Мильтон не мог скрыть удовольствие вновь быть главным экспертом по светской жизни Падшего Лондона:
— Что ж, это лишь добавляет захватывающей эксклюзивности! Получить приглашение сложно, воистину. Но, поговаривают, из-за нехватки персонала Отель нанимает временных работников на день торжества; это прекрасная возможность присутствовать там. К тому же, по слухам, за эту службу управляющий готов заплатить исполнением любой просьбы.
— Звучит подозрительно. Насколько же ужасным окажется контракт, если приходится завлекать столь многообещающей наградой? — заметила Готическая Романистка из круга собравшихся послушать соблазнительные подробности из медовых уст дьявола.

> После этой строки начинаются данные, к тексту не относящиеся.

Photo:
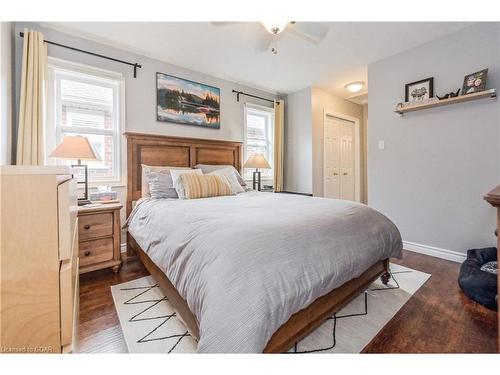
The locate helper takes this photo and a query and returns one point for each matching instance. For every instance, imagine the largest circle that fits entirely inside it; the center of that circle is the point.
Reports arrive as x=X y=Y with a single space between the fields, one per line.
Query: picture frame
x=419 y=91
x=475 y=82
x=186 y=102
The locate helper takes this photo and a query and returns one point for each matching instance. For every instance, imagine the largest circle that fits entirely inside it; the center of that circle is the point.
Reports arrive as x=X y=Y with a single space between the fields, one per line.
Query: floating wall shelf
x=492 y=94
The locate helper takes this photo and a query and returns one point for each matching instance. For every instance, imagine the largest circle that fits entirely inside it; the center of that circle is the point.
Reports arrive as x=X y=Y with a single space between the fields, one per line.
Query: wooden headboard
x=176 y=152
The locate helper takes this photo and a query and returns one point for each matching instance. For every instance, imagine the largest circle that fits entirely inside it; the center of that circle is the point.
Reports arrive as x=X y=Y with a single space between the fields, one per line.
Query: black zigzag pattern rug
x=151 y=325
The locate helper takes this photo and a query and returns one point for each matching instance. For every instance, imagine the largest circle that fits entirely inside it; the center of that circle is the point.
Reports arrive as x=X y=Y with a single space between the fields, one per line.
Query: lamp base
x=83 y=202
x=256 y=180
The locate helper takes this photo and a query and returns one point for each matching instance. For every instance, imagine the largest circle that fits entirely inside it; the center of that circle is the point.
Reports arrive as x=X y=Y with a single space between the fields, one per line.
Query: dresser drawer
x=95 y=251
x=95 y=225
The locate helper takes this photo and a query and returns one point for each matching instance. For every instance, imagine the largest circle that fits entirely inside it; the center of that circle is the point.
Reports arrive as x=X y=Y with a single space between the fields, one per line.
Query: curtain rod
x=238 y=93
x=135 y=65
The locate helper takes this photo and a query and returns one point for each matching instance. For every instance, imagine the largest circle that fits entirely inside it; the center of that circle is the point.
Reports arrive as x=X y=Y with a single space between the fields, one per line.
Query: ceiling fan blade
x=313 y=32
x=222 y=23
x=265 y=42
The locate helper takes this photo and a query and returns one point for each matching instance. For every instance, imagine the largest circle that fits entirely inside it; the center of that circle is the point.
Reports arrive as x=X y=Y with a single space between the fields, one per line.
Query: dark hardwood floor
x=439 y=318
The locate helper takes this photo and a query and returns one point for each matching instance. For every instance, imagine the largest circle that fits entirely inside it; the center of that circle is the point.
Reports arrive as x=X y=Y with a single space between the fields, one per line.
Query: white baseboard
x=437 y=252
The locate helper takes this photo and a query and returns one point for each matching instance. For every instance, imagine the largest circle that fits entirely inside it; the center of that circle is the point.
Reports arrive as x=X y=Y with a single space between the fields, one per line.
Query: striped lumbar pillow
x=205 y=186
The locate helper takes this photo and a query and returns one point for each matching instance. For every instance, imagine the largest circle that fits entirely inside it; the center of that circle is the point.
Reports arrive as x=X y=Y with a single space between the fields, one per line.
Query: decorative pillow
x=146 y=169
x=205 y=185
x=208 y=168
x=231 y=178
x=161 y=185
x=176 y=174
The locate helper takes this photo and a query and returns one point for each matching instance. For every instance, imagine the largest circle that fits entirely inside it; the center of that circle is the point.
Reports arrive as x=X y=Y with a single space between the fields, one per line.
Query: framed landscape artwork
x=186 y=102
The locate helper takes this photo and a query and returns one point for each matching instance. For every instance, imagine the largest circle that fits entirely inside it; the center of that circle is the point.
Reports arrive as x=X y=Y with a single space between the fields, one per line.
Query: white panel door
x=347 y=160
x=331 y=165
x=338 y=159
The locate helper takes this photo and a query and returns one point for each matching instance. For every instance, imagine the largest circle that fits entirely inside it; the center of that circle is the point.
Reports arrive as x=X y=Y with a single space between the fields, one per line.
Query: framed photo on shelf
x=420 y=90
x=475 y=82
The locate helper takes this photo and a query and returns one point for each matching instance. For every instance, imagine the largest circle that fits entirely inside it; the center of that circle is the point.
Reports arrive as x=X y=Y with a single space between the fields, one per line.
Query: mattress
x=246 y=263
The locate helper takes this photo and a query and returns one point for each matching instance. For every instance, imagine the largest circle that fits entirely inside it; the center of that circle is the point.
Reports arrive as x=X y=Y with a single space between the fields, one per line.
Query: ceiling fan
x=312 y=32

— Да ладно вам: щедрость Менеджера общеизвестна, — возразили ей из-под широкого веера. — Он самый расточительный благотворитель во всём городе, позволяющий многим несчастным жить в роскошном Отеле бесплатно. Так что это вполне в его духе.
Мильтон знающе ухмыльнулся:
— Бесплатно? Ха-ха... Наши дьявольские адвокаты сказали бы, что в мире ничего не бывает даром, и в подобных случаях вы всего лишь не ведаете, чем платите.
— Верно. Когда я был там, взамен он забрал мои дурные сны, мучительные воспоминания и недуг, терзавший мой рассудок. Но ведь я только рад от них избавиться; уверен, другие гости тоже... — поделился Беспокойный Писатель, кусая ногти. Тяжёлая ладонь Пирата-Поэта опустилась ему на плечо в знак ободряющей поддержки, и тот вздрогнул, как загнанная дичь. А затем поспешно добавил, обращаясь больше к стенам, словно они могли подслушивать, чем к окружающим: — Благослови боже его бесконечное милосердие...
Ночной Ностальгист выглядела абсолютно отказывающейся поверить, что для неё не нашлось места на званом вечере собственного покровителя. Но в однодневном контракте тот не отказал бы, хорошо зная её надёжность в поручениях Календарного Совета — а обыкновенная помощь в подготовке к балу вряд ли оказалась бы сложнее, да и труд всегда был ей привычен.
— Я проберусь туда, вот увидите. Можем поспорить.
— И не забудь, «любой просьбой» обязательно стоит воспользоваться, — напомнил хозяин салона под одобрительные кивки. — Не трать шанс на банальности вроде банковских чеков. Потребуй что-нибудь посмелее. А потом расскажешь нам, каков Менеджер под безукоризненным фраком. И вдруг до струн желаний и наслаждений он достаёт так же мастерски, как и до самых глубоких страхов?
Она покачала головой, шутливо угрожая выплеснуть свой кофе на его любимый галстук:
— Я-то думала, здесь собрались ценители искусства, способные понять чувства к музе. Бульварные романы совсем истребили в вас остатки приличия. Имейте совесть: он всё ещё тяжело переживает расставание с другим. Я влюблена в него возвышенно, как Ланселот в Гвиневру.
Прижав руку к отсутствующему сердцу, Мильтон рассмеялся:
— Заподозрить меня в приличии? Обижаешь, дорогая. К тому же, не поддавайся обману цензуры, будто артурианская романтика была односторонней и недосягаемо-целомудренной: на самом деле Гвиневра вовсю изменяла с ним мужу-королю, и когда их застали в постели, Ланселот порубил дюжину свидетелей.
— Вот это мне по душе! — Пират-Поэт лихо обнажила саблю и салютовала ею вверх. — Выпьем же за истинную рыцарскую любовь, ха!